Patricia K. Coyle, MD: In 2018, the American Academy of Neurology, AAN, issued an update on its Practice Guidelines for the treatment of multiple sclerosis [MS]. The diagnostic criteria, the McDonald diagnostic criteria, are strictly dealing with the diagnosis of MS. They say nothing about treatment. The AAN 2018 Practice Guidelines are focused on what we can say meaningfully about treating MS individuals, largely in relapsing forms, but also now in primary-progressive disease. These are a number of practice guidelines that reviewed the literature and came up with statements that involved initiating a disease-modifying therapy, how it should be administered, what you should take into consideration, and switching disease-modifying therapy. There are a number of statements that review the literature and have different strengths of confidence. Finally, there are even a few points on considering stopping a disease-modifying therapy. The AAN Practice Guidelines are focused strictly on therapy, not diagnosis.
Clyde E. Markowitz, MD: The goals of therapy for MS are to stop the disease from evolving in all metrics that we have. That’s the goal. That metric includes clinical attacks, new lesions on MRI [magnetic resonance imaging] scans, slowing the rate of disability, and dealing with a number of pieces that we don’t really have a great handle on, such as cognition, fatigue, and other symptomatology. That’s really the goal. The goal is an improved quality of life.
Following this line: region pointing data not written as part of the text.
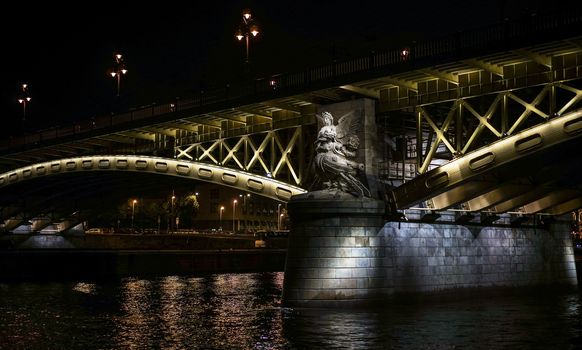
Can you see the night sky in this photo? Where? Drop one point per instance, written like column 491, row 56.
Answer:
column 176, row 48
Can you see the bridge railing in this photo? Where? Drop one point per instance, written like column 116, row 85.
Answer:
column 461, row 44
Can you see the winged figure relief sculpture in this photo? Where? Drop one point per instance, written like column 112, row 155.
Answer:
column 335, row 150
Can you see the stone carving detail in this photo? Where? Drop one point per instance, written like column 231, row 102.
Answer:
column 335, row 147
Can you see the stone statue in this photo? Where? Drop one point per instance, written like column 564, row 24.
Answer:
column 335, row 147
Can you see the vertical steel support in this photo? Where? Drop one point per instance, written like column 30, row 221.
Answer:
column 418, row 140
column 552, row 97
column 301, row 160
column 272, row 165
column 504, row 115
column 459, row 128
column 246, row 153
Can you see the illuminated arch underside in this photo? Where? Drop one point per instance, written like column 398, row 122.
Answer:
column 261, row 185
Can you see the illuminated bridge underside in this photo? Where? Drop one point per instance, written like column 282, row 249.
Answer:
column 533, row 171
column 155, row 165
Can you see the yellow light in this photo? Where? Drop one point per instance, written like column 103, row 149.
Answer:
column 254, row 30
column 239, row 35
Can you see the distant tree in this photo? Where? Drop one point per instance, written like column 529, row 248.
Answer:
column 188, row 207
What we’ve been able to accomplish over the last couple of decades is introducing treatments that really alter the disease course. Whereas previously, all we had was the idea of treating a symptom that a patient may have. Now we can actually alter the course of their disease with the treatments we have available.
Fred D. Lublin, MD: We entered the therapeutic era of MS in 1993, 25 years ago, when interferon beta-1b was approved. In the ensuing 25 years, we have probably developed around 14 agents—it changes a little bit—which have given us a wider range of choices and a wider range of efficacies to choose from. The evolution has gone from 1-drug-fits-all to multiple drugs, multiple routes of administration, and multiple considerations around what you want the efficacy to be; safety and tolerability; comorbidities, or what else is going on medically with that individual that might affect the therapies; and, very importantly, the patient’s role and input in choosing the therapies. This is one of the very important things. This is in the AAN Practice Guidelines, and we do this as part of comprehensive MS care. You have to partner with the patient, so that they understand what you’re treating and you understand how they feel about the illness and the therapies. It’s a very important partnership because medication works only if people take it. They have to be on board, and they have to be properly informed of what you hope to realistically achieve with the efficacy, what the risks are, what the safety is, and how that fits in with their lifestyle.
One of the things we learned about 25 years ago when we would put people on interferon is that a year into the therapy, we asked, “Well, how do you feel?” and they said, “Well, I don’t feel any better. In fact, I feel worse because I’m taking this interferon, and it has adverse effects. What’s it done for me? I’m the same as I was.” We’d say, “Yes, you’re the same as you were, but you didn’t have any more attacks.” But it’s as if you’re taking away a negative. They wouldn’t necessarily feel better, but they also wouldn’t feel what they could have felt if they had more attacks. That becomes a part of the education process and having the conversation so that there are realistic expectations for the therapies.